Sadiyah is a freelance writer, poet and award-winning poet, whose work has been showcased by the likes of Al-Jazeera to UNICEF. Her first self-published book, Seven, explores trauma and triumph through the lens of black Muslim womanhood, dealing with issues such as racism, sexism and Islamophobia that Sadiyah faced growing up in America.
Seven contains poems that depict the different intersections of Sadiyah's life and the collection spans from poems her very first poems written at thirteen to those written at twenty-one. By finding a flow between her individual poems, she realised that they fit together to tell a story that would resonate with many. This generation of people of colour and Muslims are looking to create narratives for themselves and Seven relates through its narrative, driven by the lived experiences of a black Muslim woman who has dealt with systemic issues that are constructed to hold her back. Sadiyah writes to humanise all the socio-political and economic factors that put her in another statistic, passionately delivering poems that keep one grounded whilst shedding light on a personal reality.
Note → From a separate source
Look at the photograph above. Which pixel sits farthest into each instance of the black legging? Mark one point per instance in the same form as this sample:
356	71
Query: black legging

When I asked Sadiyah which poem spoke to her the most in this moment in time, she told me that the poem, Bashir, stood out the most. Bashir, being her last name, comes from her grandfather and it solidifies her feeling of belonging and her legacy. The name means 'giver of good news' and her being a poet, intensifies this meaning and the feelings that come from it. From the painful horrors of police brutality to the nostalgic moments that encompass identity, Sadiyah Bashir's anthology is one to be listened to and treasured.